—Rabí, ¿por qué nació ciego este hombre? —le preguntaron sus discípulos—. ¿Fue por sus propios pecados o por los de sus padres?
—No fue por sus pecados ni tampoco por los de sus padres —contestó Jesús—. Nació ciego para que todos vieran el poder de Dios en él.
Juan 9:2-3 NTV
¿Pero cómo? ¿Este pobre hombre nació ciego y vivió ciego hasta la edad adulta tan solo para que Jesús viniera y lo sanara, mostrando así el poder de Dios que lo habitaba?
¡No es justo! Sin duda, muchos pensarán eso.
Y sí, el pensamiento secular de este mundo, corto de vista y cegado ante los planes y propósitos amorosos de Dios, nos puede llevar por ese camino aparentemente compasivo, enfocado en el bienestar de los demás, pero más bien preocupado por proteger los intereses propios. Así, intentamos prevenir circunstancias de dolor personal, atribuibles a un supuesto “capricho de Dios”.
Pero no. Los propósitos eternos del Dios eterno superan por mucho nuestras capacidades limitadas de entender la vida, el futuro y la eternidad.
Hay etapas y circunstancias en nuestras vidas de gran dolor y pérdida que nos conducen por sendas oscuras o por hornos de fuego implacable que parecen consumir no solo nuestras fuerzas, sino también la fe misma. Momentos en los cuales también podríamos decir: ¡No es justo!
Sin embargo, si continuamos la historia de este hombre ciego a quien Jesús sanó, podríamos intentar vislumbrar el futuro de nuestras propias historias y el de miles de personas que atravesaron y superaron el sufrimiento temporal. No solo hallaron una resolución física, sino también una nueva capacidad de entender los propósitos salvadores y sanadores de Dios.
Cuando Jesús supo lo que había pasado, encontró al hombre y le preguntó:
—¿Crees en el Hijo del Hombre?
—¿Quién es, Señor? —contestó el hombre—. Quiero creer en él.
—Ya lo has visto —le dijo Jesús—, ¡y está hablando contigo!
—¡Sí, Señor, creo! —dijo el hombre. Y adoró a Jesús.
Juan 9:35-37
A pocas personas Jesús les reveló abiertamente que Él era el Mesías esperado. Este hombre fue uno de los privilegiados que pudo “verlo” con sus propios ojos y adorarlo postrado a sus pies.

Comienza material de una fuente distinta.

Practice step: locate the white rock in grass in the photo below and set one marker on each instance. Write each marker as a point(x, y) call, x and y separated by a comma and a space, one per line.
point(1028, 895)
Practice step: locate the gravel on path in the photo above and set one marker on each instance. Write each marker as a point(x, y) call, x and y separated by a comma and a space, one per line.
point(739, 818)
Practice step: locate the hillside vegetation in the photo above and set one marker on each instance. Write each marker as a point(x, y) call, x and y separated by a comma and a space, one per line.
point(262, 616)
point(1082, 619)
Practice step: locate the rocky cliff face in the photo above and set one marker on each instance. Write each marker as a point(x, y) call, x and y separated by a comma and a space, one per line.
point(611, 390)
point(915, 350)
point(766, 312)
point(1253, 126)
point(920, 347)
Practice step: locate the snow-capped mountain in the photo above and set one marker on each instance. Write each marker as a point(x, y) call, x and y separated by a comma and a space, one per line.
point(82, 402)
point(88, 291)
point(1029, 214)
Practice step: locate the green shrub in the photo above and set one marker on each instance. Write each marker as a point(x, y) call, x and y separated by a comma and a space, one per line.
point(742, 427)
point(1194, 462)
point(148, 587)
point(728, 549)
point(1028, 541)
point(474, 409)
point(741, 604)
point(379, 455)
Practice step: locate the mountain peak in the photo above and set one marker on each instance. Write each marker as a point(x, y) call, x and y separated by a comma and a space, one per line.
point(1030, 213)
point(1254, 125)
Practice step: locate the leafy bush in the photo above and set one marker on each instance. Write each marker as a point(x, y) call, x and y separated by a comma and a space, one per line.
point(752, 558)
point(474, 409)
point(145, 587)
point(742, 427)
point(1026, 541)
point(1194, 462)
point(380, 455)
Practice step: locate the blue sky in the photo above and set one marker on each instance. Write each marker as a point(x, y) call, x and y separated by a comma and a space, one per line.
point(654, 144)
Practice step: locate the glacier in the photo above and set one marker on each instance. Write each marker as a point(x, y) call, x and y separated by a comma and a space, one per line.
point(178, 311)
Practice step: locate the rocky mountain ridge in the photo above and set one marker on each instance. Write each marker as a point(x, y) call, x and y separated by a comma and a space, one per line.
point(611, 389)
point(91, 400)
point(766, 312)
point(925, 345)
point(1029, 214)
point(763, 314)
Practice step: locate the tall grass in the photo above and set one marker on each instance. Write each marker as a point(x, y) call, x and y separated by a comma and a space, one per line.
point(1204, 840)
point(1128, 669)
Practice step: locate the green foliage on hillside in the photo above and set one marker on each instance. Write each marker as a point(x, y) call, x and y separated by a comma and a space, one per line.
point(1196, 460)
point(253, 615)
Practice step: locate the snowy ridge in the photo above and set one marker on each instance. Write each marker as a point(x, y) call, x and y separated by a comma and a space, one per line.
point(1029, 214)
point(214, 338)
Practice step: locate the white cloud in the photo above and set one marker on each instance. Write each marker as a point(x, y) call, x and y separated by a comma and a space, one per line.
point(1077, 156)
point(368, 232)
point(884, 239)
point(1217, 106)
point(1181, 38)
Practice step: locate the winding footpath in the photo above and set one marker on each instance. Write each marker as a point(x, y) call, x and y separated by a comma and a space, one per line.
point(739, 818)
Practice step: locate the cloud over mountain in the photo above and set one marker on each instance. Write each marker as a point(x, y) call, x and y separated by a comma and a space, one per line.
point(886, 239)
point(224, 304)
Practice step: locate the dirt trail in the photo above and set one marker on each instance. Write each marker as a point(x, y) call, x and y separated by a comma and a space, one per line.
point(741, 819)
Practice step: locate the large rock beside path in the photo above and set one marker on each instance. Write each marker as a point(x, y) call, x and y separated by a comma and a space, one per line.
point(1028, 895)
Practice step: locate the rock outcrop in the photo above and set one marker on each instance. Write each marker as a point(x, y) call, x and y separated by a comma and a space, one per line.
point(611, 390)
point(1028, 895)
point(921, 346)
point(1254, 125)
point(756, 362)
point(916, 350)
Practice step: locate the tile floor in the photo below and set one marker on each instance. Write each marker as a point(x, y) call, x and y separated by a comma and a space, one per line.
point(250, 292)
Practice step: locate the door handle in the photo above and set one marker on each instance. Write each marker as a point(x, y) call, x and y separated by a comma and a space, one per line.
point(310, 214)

Sin duda alguna, si hoy pudiéramos preguntarle a este hombre, quien antes estaba incapacitado, si valió la pena el tiempo y el sufrimiento que vivió para que los propósitos de Dios se cumplieran en su vida temporal y eterna, estoy seguro de que su respuesta sería un rotundo: ¡Sí, valió la pena! Conocer el poder de Dios y al Dios hecho hombre, lleno de poder, transformó su presente, dio sentido a su pasado y glorificó su futuro.
Amado Señor Jesús, muestra tu poder en mi vida haciendo lo que Tú sabes hacer. No te detengas por mis dudas o temores. Sé que, al final, caeré postrado adorándote, lleno de gratitud eterna.